[Libre-soc-isa] [Bug 560] big-endian little-endian SV regfile layout idea

Mon Jan 4 15:23:11 GMT 2021

https://bugs.libre-soc.org/show_bug.cgi?id=560

--- Comment #53 from Luke Kenneth Casson Leighton <lkcl at lkcl.net> ---
(In reply to Alexandre Oliva from comment #50)
> ok, I can tell you've got the concept of significance all confused with
> position.
> 
> Significance has to do with the quantity the symbol stands for, not with its
> position.

probably.  or... *deep breath*... i did not mention that the v3.0B and v3.1B
spec use MSB0 bitnumbering.
https://en.wikipedia.org/wiki/Bit_numbering#MSB_0_bit_numbering

whereas both microwatt and libresoc internally use LSB0 numbering
https://en.wikipedia.org/wiki/Bit_numbering#LSB_0_bit_numbering

this causes code to have to do things like 31-i, 7-i, 3-i, 63-i:

https://github.com/antonblanchard/microwatt/blob/39c826aa46a9dd80a12b572373c55d6156c4df07/execute1.vhdl#L841

in the case of CRs this resulted in four months to find and fix a long-standing
bug.

> do you see now why it doesn't make sense that the conversion from BE to LE
> (or vice versa) places the MSByte in the LSByte?

deep breath: it doesn't matter if it "makes sense", it's what the actual code -
the simulator, the HDL of microwatt and the HDL of Libre-SOC - actually do.

and they all pass all unit tests in both LE/BE mode.

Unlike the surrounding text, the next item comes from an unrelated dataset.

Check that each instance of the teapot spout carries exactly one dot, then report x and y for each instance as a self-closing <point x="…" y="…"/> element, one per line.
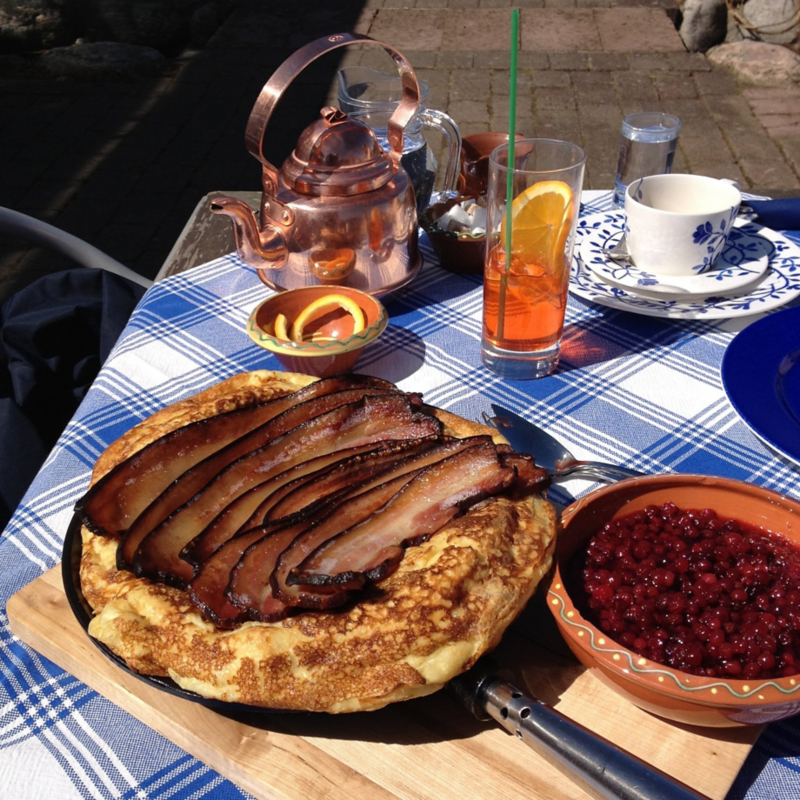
<point x="259" y="248"/>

therefore, the thinking - against "common sense" - has to be adjusted to
IBM's way (PowerISA's way) of thinking.

which is known to be spectacularly weird, including being the only modern ISA
spec to continue to insist on using MSB0 numbering.

sigh.

now, it *could* be as simple as, "despite it not making sense you used the
wrong opcode in the example".  it could be as simple as: you used ld in the
example where you should have used ldbrx, because of the IBM/POWER-weirdness.

> memory is called endianness.  if lower-address implies lower-significance,
> and vice-versa, that's  LE; if lower-address implies higher-significance,
> and vice-versa, that's BE.

leaving aside IBM's use of MSB0: unfortunately - we have it as matter of
straight fact, from the evidence that i've presented, and from the unit tests
passing 100% in both microwatt and libresoc, that an inversion is occurring at
the byte level where you are clearly not expecting one, for the opcode named
"ld".

now, given that no problems occur in gcc, we can put forward a hypothesis that
this bizarrety has been "solved" (including in gcc) by simply using the
opposite LD/ST opcode.  ldbrx used rather than ld and vice-versa.

whether that's the case, i don't know.  however i am telling you - fact - and
the source code is *not* going to change - because the unit tests pass - fact -
in both microwatt and libresoc - that ld *does* do byte-reversal in BE mode and
ldbrx does *not* do byte-reversal in BE mode.

correspondingly (because of the XNOR): ld *does not* do byte-reversal in LE
mode and ldbrx *does* do byte-reversal in LE mode.

again:

* ld     LE: straight
* ldbrx  LE: byte-reversed
* ld     BE: byte-reversed
* ldbrx  BE: straight

these are the facts, from both codebases, both passing unit tests 100%.

it is LD and LDBRX *in LE mode* that behaves "as expected" (byte order is left
alone, according to expectations of what the opcodes "should" do) and it is LD
and LDBRX *in BE mode* that has the byte-ordering "reversed" against
"expectations" of behaviour for these opcodes.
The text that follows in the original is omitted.